I'd like to implement a dragging feature where users can drag objects around the workspace. That of course is the easy bit. The hard bit is to try and make it a physically correct drag which incorporates rotation due to torque moments (imagine dragging a book around on a table using only one finger, how does it rotate as you drag?).
Does anyone know where I can find explanations on how to code this (2D only, rectangles only, no friction required)?
Much obliged,
David
EDIT:
I wrote a small app (with clearly erroneous behaviour) that I hope will convey what I'm looking for much better than words could. C# (VS 2008) source and compiled exe here
EDIT 2:
Adjusted the example project to give acceptable behaviour. New source (and compiled exe) is available here. Written in C# 2008. I provide this code free of any copyright, feel free to use/modify/whatever. No need to inform me or mention me.
Torque is just the applied force projected perpendicular to a vector between the point where the force is applied and the centroid of the object. So, if you pull perpendicular to the diameter, the torque is equal to the applied force. If you pull directly away from the centroid, the torque is zero.
You'd typically want to do this by modeling a spring connecting the original mouse-down point to the current position of the mouse (in object-local coordinates). Using a spring and some friction smooths out the motions of the mouse a bit.
I've heard good things about Chipmunk as a 2D physics package:
http://code.google.com/p/chipmunk-physics/
Okay, It's getting late, and I need to sleep. But here are some starting points. You can either do all the calculations in one coordinate space, or you can define a coordinate space per object. In most animation systems, people use coordinate spaces per object, and use transformation matrices to convert, because it makes the math easier.
The basic sequence of calculations is:
On mouse-down, you do your hit-test,
and store the coordinates of the
event (in the object coordinate
space).
When the mouse moves, you create a
vector representing the distance
moved.
The force exterted by the spring is k * M, where M is the amount of distance between that initial mouse-down point from step 1, and the current mouse position. k is the spring constant of the spring.

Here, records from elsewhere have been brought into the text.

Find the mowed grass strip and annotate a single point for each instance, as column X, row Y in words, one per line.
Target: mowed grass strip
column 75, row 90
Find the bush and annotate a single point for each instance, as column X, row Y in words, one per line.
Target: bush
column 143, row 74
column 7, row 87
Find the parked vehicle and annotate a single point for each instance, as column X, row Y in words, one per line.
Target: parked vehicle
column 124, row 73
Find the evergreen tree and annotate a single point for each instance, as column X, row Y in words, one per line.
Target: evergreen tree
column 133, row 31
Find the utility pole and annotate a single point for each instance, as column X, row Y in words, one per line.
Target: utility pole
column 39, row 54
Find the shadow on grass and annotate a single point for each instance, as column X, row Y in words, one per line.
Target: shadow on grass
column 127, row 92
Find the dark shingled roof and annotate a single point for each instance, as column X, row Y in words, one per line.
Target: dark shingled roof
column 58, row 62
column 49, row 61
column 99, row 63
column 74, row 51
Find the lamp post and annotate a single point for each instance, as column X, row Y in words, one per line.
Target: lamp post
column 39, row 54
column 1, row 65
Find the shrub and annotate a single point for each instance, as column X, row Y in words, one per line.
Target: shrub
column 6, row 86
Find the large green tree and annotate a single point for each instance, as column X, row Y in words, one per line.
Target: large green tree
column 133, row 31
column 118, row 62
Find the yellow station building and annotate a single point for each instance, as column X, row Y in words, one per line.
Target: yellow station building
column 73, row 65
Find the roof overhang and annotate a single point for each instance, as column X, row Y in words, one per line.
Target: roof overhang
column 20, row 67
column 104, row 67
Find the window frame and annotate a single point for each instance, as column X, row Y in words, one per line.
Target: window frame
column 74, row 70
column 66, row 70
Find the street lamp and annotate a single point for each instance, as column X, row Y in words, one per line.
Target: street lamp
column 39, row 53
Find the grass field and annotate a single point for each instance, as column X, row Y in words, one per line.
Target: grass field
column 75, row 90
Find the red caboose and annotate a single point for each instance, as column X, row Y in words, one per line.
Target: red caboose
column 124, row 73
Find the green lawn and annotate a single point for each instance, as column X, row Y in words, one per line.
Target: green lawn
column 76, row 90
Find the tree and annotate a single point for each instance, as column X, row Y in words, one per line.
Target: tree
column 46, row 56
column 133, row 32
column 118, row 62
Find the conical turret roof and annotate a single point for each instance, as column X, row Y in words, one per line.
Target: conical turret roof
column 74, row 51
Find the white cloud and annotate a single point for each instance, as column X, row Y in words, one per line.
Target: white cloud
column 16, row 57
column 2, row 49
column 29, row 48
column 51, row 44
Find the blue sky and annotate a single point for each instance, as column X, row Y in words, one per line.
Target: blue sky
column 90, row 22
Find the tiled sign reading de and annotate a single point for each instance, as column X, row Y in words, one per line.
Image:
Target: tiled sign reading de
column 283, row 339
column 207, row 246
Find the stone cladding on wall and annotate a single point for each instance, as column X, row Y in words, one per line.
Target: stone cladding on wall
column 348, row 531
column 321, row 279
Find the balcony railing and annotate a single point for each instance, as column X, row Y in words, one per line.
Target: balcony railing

Project that vector onto two direction vectors, starting from the initial mouse-down point. One direction is towards the center of the object, the other is 90 degrees from that.
The force projected towards the center of the object will move it towards the mouse cursor, and the other force is the torque around the axis. How much the object accelerates is dependent on its mass, and the rotational acceleration is dependent on angular momentum.
The friction and viscosity of the medium the object is moving in causes drag, which simply reduces the motion of the object over time.
Or, maybe you just want to fake it. In that case, just store the (x,y) location of the rectangle, and its current rotation, phi. Then, do this:
Capture the mouse-down location in world coordinates
When the mouse moves, move the box according to the change in mouse position
Calculate the angle between the mouse and the center of the object (atan2 is useful here), and between the center of the object and the initial mouse-down point. Add the difference between the two angles to the rotation of the rectangle.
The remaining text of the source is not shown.